Habilidades e competências para as profissões do futuro
Enviada em 01/06/2020
É fato que o período de transição da Idade Média para a Modernidade ocorreu com a mudança de pensamento dos indivíduos - foco no próprio ser. Nesse contexto, no século XXI, problemáticas como a exigência de habilidades e competências exageradas para as profissões do futuro, impulsionadas pela hipocrisia e pela ganância.

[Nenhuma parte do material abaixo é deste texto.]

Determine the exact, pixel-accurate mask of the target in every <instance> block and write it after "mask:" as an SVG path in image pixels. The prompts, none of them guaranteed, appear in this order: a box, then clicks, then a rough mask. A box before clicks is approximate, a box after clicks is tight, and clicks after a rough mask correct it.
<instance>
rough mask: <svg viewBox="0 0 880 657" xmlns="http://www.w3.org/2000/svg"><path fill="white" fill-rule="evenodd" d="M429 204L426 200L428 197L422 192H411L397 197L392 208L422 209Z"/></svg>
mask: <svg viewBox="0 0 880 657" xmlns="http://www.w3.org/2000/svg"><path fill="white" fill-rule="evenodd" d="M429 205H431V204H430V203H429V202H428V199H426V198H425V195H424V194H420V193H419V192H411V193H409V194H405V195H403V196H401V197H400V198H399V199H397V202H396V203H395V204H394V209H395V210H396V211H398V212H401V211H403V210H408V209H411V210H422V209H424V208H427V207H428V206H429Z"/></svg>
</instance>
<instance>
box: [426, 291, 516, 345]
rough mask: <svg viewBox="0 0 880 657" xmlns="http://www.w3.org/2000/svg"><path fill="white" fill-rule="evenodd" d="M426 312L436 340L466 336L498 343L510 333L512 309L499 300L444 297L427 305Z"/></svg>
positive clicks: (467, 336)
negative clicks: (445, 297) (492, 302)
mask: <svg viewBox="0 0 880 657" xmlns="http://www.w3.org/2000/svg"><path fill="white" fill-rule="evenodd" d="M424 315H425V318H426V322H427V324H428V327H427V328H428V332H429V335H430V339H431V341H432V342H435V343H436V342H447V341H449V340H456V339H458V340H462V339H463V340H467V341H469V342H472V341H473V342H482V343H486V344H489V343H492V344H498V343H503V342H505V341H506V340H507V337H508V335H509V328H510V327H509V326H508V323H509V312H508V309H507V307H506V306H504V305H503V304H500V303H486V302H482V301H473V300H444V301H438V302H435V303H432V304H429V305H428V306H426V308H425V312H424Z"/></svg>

Vale abordar a obra “Poema Em Linha Reta”, a qual retrata a hipocrisia existente na sociedade. Ao analisar a proposta do eu-lírico, observa-se o retrato de uma civilização que vive de aparências e falácias, assim como grande parte da população brasileira que prega valores e ideais distantes da própria realidade. Exemplo disso, verifica-se nos casos de empresas que constantemente divulgam ‘slogans’ sobre a necessidade dos jovens buscarem ofertas de empregos, mas na verdade não são acessíveis aos desempregados. De acordo com o jornal Zero Hora, mais de 40% das pessoas são empregadas por meio de indicações, fator que dificulta o reconhecimento de profissionais realmente competentes.
Outro fator importante é a tese maquiaveliana de que a natureza dos indivíduos é gananciosa. Após interpretar o contexto e as ideias de Maquiavel, percebe-se a declaração de uma sociedade que é movida pelos próprios desejos, tal qual certa porcentagem dos cidadãos do Brasil. Exemplificação do exposto, observa-se no filme ‘O estagiário’, o qual mostra a dificuldade das pessoas no exercício de atividades sem remuneração ou de baixa especialização, uma vez que os serviços não garantem um alto ‘retorno’. Como consequência, indivíduos com ensino básico sofrem com a falta de credibilidade nas habilidades que possuem.
Fica evidente, portanto, a necessidade de elaboração de uma proposta interventiva. Assim, cabe às prefeituras das cidades em parceria com as empresas locais a criação de projetos de análises curriculares, por meio de campanhas que recebam currículos de desempregados para que sejam avaliados e, posteriormente, contratados de maneira correta e profissional. Além disso, as mídias governamentais devem constantemente divulgar a importância da contratação de funcionários de base para o bom funcionamento das empresas. Tudo isso deve ser feito a fim de garantir as exigências adequadas às habilidades e competências dos indivíduos nas suas respectivas funções.